Travis Watkins, a fifth-year defensive tackle, didn’t use a football analogy. He didn’t mention the Vietnam War. Or long hair. Or flower children. Or even “Laugh-In.”

“Being a student of history, all I can think of is the ’68 Summer Olympics in Mexico City,” Watkins said, “and John Carlos and Tommie Smith giving the black-power salute.”

Indeed, it was a memorable year for more than merely a KU football triumph over Nebraska. Yet The Streak is also a piece of history, if on a smaller scale.

The 35 straight wins comprise nearly a third of all the meetings (110) between KU and Nebraska, and the KU-NU series is tied for the third longest in NCAA Division I-A history, trailing only Minnesota-Wisconsin (113) and Kansas-Missouri (112).

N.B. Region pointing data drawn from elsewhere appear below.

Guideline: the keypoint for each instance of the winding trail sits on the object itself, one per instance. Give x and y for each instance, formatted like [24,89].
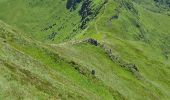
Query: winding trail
[96,28]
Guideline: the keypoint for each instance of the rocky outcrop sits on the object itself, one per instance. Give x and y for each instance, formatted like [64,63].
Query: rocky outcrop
[72,4]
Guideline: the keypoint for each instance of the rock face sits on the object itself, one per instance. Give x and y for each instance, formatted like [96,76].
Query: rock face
[92,41]
[72,4]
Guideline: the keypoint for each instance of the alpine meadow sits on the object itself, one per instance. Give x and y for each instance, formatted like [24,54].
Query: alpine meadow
[84,49]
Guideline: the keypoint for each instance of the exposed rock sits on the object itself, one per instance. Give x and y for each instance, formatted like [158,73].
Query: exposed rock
[72,4]
[92,41]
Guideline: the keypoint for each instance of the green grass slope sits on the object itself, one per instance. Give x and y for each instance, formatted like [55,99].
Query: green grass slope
[84,49]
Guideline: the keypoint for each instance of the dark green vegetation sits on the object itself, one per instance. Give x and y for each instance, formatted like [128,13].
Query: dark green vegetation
[85,49]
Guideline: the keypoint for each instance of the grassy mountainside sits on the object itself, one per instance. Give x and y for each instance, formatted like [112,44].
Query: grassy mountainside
[85,49]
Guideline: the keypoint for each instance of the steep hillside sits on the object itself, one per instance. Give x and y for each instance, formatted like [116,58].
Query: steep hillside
[85,49]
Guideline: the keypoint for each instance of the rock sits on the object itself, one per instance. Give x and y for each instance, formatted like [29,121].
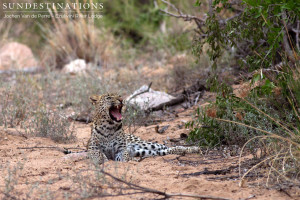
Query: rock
[75,67]
[149,99]
[14,55]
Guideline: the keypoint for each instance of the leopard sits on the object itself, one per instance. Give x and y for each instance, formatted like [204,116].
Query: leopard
[108,140]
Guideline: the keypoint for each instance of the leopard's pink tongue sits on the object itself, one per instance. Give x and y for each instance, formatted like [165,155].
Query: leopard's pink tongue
[116,114]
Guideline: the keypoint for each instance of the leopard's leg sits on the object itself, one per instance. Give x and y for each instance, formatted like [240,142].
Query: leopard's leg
[94,152]
[153,149]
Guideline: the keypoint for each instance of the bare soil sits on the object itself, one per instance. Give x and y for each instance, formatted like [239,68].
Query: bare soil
[52,171]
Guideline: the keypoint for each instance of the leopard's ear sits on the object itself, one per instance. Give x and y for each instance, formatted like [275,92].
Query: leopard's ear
[94,99]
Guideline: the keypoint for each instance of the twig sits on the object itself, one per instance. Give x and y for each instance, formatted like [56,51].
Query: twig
[64,150]
[166,195]
[180,14]
[142,92]
[297,31]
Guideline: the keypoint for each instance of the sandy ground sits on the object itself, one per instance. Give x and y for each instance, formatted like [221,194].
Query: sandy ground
[47,174]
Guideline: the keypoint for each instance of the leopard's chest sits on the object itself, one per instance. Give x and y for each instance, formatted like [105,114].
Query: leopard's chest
[111,144]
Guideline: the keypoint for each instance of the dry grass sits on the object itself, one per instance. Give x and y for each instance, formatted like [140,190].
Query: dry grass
[70,39]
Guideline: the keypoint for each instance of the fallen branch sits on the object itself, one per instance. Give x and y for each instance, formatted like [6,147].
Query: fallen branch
[164,194]
[198,86]
[29,70]
[64,150]
[139,93]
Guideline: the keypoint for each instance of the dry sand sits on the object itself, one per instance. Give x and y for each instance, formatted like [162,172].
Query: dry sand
[51,172]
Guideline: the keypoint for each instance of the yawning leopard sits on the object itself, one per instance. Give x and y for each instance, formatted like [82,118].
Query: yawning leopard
[109,142]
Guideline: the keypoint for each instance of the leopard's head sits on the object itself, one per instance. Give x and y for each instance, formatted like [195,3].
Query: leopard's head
[108,107]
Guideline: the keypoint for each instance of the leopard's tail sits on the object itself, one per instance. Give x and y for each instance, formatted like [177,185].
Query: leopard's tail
[154,149]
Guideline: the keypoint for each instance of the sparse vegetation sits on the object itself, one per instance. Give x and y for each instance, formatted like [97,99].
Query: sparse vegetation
[252,44]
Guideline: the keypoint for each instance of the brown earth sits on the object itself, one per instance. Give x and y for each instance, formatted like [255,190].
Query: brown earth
[49,174]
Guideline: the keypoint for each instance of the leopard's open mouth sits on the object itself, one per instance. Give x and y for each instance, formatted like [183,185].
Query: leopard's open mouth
[115,112]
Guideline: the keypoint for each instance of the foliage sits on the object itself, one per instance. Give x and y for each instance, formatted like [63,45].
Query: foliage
[51,125]
[254,31]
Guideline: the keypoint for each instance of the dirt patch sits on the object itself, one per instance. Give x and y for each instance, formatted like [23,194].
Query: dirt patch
[42,172]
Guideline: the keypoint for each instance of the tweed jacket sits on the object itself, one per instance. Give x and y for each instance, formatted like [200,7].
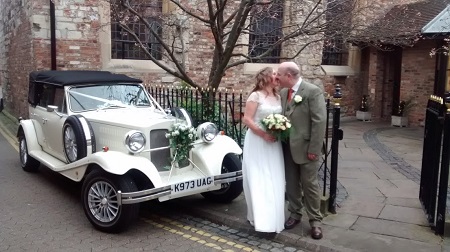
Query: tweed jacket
[308,119]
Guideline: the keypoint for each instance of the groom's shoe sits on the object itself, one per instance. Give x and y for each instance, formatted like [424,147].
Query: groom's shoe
[291,223]
[316,233]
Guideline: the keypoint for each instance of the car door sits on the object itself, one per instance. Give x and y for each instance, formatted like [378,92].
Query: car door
[53,121]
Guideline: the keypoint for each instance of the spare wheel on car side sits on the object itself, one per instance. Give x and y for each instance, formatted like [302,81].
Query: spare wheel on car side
[231,190]
[78,138]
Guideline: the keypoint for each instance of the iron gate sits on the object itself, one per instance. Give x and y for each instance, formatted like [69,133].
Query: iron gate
[435,162]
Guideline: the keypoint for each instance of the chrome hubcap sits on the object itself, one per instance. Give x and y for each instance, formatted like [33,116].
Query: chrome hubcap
[102,201]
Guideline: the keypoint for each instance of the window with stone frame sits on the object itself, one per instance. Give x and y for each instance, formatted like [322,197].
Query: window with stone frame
[335,50]
[265,30]
[123,45]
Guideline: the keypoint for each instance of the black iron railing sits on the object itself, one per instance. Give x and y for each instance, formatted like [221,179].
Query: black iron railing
[435,162]
[224,107]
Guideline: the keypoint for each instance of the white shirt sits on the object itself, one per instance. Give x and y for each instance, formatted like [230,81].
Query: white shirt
[296,87]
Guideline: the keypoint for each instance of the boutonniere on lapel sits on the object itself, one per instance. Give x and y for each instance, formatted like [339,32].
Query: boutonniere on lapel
[298,99]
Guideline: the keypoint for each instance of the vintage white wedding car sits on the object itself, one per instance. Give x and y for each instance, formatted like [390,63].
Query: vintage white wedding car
[106,131]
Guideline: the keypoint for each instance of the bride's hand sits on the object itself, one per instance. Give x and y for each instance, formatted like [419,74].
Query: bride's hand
[269,138]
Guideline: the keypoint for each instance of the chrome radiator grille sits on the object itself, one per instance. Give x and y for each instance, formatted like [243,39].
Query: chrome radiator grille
[160,158]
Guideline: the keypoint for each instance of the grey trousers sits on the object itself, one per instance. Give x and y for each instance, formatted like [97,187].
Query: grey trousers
[302,189]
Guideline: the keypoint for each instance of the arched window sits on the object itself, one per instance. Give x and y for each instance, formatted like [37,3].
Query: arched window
[265,30]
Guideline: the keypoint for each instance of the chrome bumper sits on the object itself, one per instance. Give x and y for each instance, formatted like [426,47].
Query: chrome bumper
[150,194]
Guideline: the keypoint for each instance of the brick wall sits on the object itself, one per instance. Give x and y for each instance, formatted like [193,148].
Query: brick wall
[418,75]
[16,49]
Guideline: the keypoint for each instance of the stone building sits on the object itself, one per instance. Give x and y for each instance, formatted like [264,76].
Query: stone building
[391,61]
[85,39]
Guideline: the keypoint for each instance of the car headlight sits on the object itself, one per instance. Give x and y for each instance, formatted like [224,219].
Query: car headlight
[207,131]
[135,141]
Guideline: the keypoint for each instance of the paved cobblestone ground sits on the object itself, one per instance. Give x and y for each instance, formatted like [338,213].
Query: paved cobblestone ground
[389,156]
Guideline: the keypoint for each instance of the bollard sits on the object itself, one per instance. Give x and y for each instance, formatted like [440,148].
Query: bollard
[337,135]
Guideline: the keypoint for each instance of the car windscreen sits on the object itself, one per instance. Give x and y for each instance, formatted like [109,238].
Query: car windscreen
[92,97]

Also, Kansas and Nebraska have played for 98 straight years, making it the longest uninterrupted series in the Division I-A. And the two schools will keep playing every year unless Kansas should somehow be shipped to the Big 12’s south division — not likely unless the league expands and adds North Dakota and North Dakota State.

Ah, but there is a bit of good news about The Streak. It isn’t the longest in the country. Notre Dame has defeated Navy 40 straight times. Kansas-Nebraska is No. 2 and holding at 35.

However, if Nebraska maintains its hex Saturday and Navy upends Notre Dame in a couple of weeks, KU-NU would vault into the lead. Most people figure Navy has a real shot this year, too. The Middies are off to a 4-0 start for the first time in 25 years, and the Oct. 16 meeting with Notre Dame will be at the New Jersey Meadowlands, a neutral site.

The next longest current domination skein is Texas over Rice. Saturday night, the Longhorns extended their whammy on the Uncle Bens to 29.

Nothing really has changed in the Kansas-Nebraska series. As usual, the Jayhawks will go into Lincoln as underdogs Saturday. Still, the 13-point spread is uncommonly small when you consider the average score of KU’s last 10 games in Lincoln has been 53-9.

Is this the year The Streak ends? That’s why they play the game. You won’t find Mark Mangino at the post office this week. He doesn’t need stamps. He won’t be mailing in the score.